Online afterlife for doom sect

Sydney Morning Herald, October 2, 1999
By Michael Millet

When Armageddon looms, you need "a strong mind immovable to any external interference".

That is what Aum Supreme Truth, the doomsday cult that earned international notoriety after its 1995 murderous nerve gas attack on the Tokyo subway system, preaches to its members through its Web site.

But it seems even spiritual stoicism has its limits. This week, the Tokyo-based sect startled many Japanese by declaring it would halt its external activities, including recruiting and buying property, and suspend the use of its name.

The retreat came 10 hours before a court delivered the organisation another serious blow: the death sentence for Masato Yokoyama, one of the five-man Aum death squad which unleashed the deadly sarin gas during the subway rush-hour in March 1995, killing 12 and injuring up to 5,000.

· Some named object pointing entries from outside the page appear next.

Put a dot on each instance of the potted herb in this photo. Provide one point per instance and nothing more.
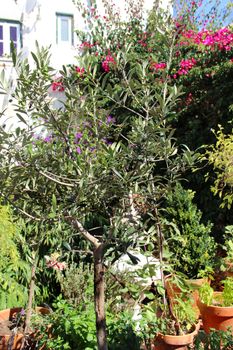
(227, 263)
(12, 324)
(169, 326)
(217, 307)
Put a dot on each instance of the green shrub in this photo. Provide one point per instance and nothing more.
(12, 269)
(189, 241)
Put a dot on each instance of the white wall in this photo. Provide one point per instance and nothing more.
(38, 18)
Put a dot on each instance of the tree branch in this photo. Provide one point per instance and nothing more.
(88, 237)
(19, 209)
(55, 180)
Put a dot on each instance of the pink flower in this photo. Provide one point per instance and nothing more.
(52, 262)
(80, 71)
(78, 150)
(58, 86)
(187, 64)
(109, 60)
(159, 66)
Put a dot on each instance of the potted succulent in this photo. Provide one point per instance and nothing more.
(217, 307)
(189, 243)
(12, 322)
(169, 326)
(227, 263)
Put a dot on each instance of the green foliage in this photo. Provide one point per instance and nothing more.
(214, 341)
(220, 156)
(71, 328)
(77, 284)
(189, 240)
(206, 293)
(157, 319)
(14, 271)
(74, 328)
(228, 291)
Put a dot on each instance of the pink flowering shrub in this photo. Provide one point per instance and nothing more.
(108, 62)
(58, 86)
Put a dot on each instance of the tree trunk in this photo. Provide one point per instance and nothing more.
(30, 300)
(99, 296)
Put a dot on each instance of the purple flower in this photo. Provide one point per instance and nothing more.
(48, 138)
(110, 119)
(78, 136)
(22, 312)
(78, 150)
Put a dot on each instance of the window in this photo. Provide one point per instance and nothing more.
(9, 31)
(64, 29)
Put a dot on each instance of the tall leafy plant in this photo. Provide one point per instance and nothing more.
(100, 163)
(13, 270)
(188, 239)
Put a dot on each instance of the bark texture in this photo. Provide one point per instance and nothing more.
(99, 295)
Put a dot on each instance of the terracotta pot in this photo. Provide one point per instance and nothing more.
(5, 339)
(173, 291)
(229, 269)
(176, 342)
(217, 317)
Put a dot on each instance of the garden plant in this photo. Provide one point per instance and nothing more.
(95, 163)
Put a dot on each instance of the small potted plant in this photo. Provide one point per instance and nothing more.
(227, 263)
(217, 307)
(12, 324)
(166, 326)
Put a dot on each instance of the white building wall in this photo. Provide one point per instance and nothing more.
(39, 23)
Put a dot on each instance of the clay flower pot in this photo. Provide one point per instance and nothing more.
(6, 338)
(217, 317)
(173, 291)
(176, 342)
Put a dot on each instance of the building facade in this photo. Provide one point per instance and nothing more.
(51, 23)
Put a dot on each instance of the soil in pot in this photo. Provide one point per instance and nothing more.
(173, 291)
(11, 331)
(215, 316)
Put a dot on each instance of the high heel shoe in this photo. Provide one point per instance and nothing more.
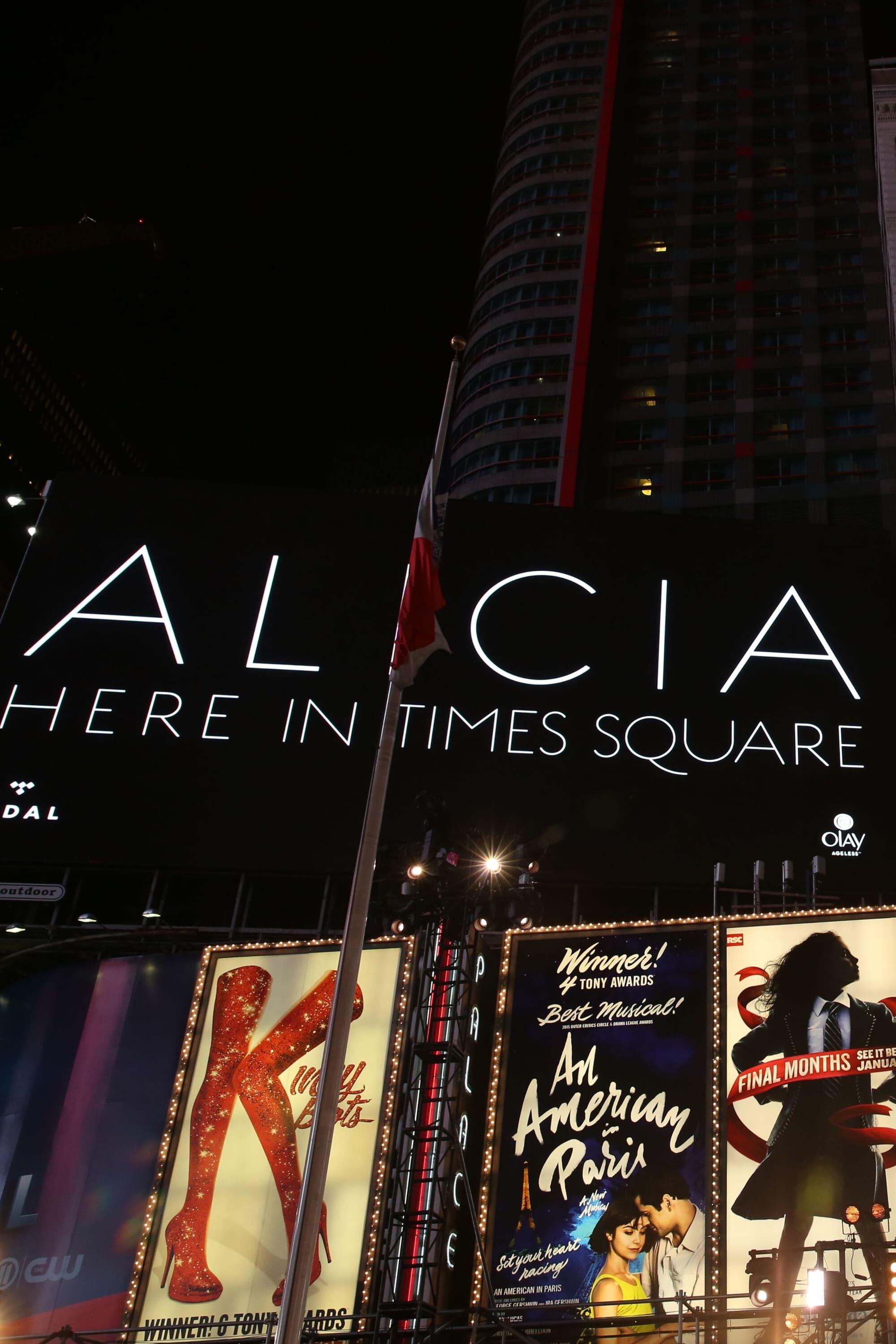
(261, 1092)
(240, 999)
(316, 1268)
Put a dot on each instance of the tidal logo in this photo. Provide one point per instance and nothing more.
(844, 843)
(33, 814)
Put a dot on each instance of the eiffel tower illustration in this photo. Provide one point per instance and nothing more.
(526, 1211)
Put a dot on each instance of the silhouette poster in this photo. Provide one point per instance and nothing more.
(233, 1178)
(810, 1086)
(603, 1076)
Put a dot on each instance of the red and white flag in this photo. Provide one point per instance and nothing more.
(418, 631)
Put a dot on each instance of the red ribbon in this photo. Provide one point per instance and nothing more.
(747, 996)
(762, 1078)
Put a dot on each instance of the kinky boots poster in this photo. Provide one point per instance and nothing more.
(233, 1174)
(601, 1117)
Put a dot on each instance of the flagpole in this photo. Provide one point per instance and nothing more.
(302, 1254)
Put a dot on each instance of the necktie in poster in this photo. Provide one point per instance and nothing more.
(225, 1218)
(599, 1115)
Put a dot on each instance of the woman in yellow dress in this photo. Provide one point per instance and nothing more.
(617, 1291)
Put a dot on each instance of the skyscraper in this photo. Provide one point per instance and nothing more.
(714, 331)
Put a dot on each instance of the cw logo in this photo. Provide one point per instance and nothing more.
(41, 1271)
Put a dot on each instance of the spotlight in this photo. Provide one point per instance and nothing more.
(761, 1288)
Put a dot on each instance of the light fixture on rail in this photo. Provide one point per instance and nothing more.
(761, 1269)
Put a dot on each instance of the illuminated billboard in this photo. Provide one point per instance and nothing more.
(601, 1117)
(197, 675)
(232, 1171)
(810, 1088)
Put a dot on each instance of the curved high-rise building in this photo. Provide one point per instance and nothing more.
(519, 402)
(681, 303)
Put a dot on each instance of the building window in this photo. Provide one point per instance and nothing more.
(714, 236)
(503, 457)
(640, 435)
(845, 296)
(845, 378)
(655, 273)
(712, 345)
(707, 476)
(534, 331)
(546, 369)
(843, 336)
(644, 480)
(707, 308)
(710, 388)
(848, 420)
(778, 424)
(852, 465)
(710, 429)
(778, 303)
(781, 470)
(712, 271)
(641, 351)
(527, 296)
(780, 267)
(777, 382)
(539, 494)
(644, 394)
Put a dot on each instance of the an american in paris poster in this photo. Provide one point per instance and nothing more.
(222, 1225)
(810, 1112)
(602, 1094)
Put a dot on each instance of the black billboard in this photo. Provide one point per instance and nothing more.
(195, 675)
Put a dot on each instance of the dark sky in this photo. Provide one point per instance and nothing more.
(320, 186)
(320, 183)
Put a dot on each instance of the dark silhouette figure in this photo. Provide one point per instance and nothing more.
(810, 1171)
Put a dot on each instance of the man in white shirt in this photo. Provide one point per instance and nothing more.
(676, 1262)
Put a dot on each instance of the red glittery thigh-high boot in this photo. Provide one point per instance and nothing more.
(240, 999)
(269, 1108)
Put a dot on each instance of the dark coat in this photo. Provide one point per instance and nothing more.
(808, 1167)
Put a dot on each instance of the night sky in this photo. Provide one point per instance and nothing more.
(320, 186)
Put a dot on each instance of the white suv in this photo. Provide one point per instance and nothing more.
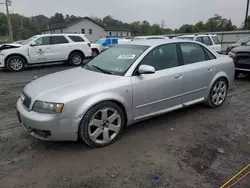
(210, 40)
(47, 48)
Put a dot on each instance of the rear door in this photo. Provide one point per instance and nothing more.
(198, 70)
(162, 91)
(41, 52)
(60, 48)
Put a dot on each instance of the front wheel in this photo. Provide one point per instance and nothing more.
(15, 63)
(218, 93)
(102, 124)
(75, 58)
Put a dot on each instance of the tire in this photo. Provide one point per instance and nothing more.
(218, 93)
(95, 128)
(75, 58)
(15, 63)
(95, 52)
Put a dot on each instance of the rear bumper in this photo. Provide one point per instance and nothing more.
(45, 126)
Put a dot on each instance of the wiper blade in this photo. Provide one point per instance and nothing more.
(100, 69)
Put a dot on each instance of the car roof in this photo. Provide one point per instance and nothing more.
(157, 42)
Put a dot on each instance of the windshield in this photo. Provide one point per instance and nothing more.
(117, 59)
(28, 40)
(244, 39)
(185, 38)
(100, 41)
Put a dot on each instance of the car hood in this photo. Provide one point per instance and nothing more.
(241, 49)
(67, 85)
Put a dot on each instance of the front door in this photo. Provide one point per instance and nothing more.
(198, 69)
(162, 91)
(42, 51)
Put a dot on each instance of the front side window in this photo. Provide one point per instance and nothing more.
(76, 38)
(192, 53)
(117, 59)
(216, 40)
(58, 40)
(162, 57)
(42, 41)
(207, 40)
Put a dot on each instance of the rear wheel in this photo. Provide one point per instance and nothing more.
(76, 58)
(218, 93)
(15, 63)
(102, 124)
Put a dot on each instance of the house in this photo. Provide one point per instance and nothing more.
(92, 29)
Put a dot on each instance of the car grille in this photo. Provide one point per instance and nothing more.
(26, 101)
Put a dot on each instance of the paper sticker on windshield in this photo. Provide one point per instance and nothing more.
(128, 56)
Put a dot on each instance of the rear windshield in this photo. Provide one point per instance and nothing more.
(116, 60)
(216, 40)
(185, 38)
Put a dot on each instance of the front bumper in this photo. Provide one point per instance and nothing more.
(2, 64)
(45, 126)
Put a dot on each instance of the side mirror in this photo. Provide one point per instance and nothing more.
(33, 44)
(146, 69)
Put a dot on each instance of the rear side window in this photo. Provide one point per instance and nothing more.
(58, 40)
(198, 39)
(216, 40)
(207, 40)
(192, 53)
(76, 38)
(114, 41)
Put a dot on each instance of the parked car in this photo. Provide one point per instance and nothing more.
(123, 85)
(47, 48)
(150, 37)
(241, 42)
(211, 40)
(241, 57)
(107, 42)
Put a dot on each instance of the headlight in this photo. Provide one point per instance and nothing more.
(47, 107)
(231, 54)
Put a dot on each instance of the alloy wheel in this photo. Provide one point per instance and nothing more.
(104, 125)
(219, 93)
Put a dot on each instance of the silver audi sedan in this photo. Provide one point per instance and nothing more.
(125, 84)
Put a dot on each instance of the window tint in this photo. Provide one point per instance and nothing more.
(114, 41)
(198, 39)
(76, 38)
(58, 40)
(207, 41)
(216, 40)
(192, 53)
(162, 57)
(42, 41)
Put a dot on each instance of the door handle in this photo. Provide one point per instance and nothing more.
(210, 69)
(177, 76)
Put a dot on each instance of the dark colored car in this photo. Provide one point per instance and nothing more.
(241, 42)
(241, 57)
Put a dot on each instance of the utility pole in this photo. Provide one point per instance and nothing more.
(7, 4)
(245, 26)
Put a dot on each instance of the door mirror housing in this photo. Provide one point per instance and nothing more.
(146, 69)
(33, 44)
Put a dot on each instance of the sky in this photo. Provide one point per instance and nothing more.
(174, 12)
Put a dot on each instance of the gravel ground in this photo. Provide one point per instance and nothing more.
(192, 148)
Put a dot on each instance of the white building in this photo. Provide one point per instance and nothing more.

In separate court proceedings last week, the Aum founder and "master", Shoko Asahara, made his first reference to a link between the sect and the gas attack. His former intelligence chief, Yoshihiro Inoue, had raised the idea with another member of the cult's inner circle, he said.

So what does all this mean for Aum's future?

A conventional reading would have the sect on the road to oblivion, pursued by a hostile public and the courts. Internationally, doomsday cults often have a short life, combusting in the most grisly circumstances. But Aum has always defied rational analysis, and Japan's legion of Aum watchers believe the sect has retreated to ensure its long-term survival. Teruo Maruyama, a journalist who follows Aum's activities, said: "Basically, Aum is a corporation pretending to be a religious group and profiting from the cheap labour of its followers. It would be extremely difficult for them to give up the benefits."

While the Government has successfully stripped Aum of its religious status, confiscating its assets and denying it lucrative tax breaks, it has not been outlawed.

This is because the independent Public Security Commission ruled in 1997 that the organisation had not fallen foul of the Anti-Subversive Law. The verdict was on the grounds that Aum no longer posed a threat to society as it had been declared bankrupt and followers wanted by police had been arrested.

Sustained by its computer shops and other business ventures, the recast Aum - a separate legal entity from its predecessor - has been quietly expanding its operations, setting up new bases outside Tokyo. Membership, which fell after the subway murders, has rebounded, aided by aggressive recruiting.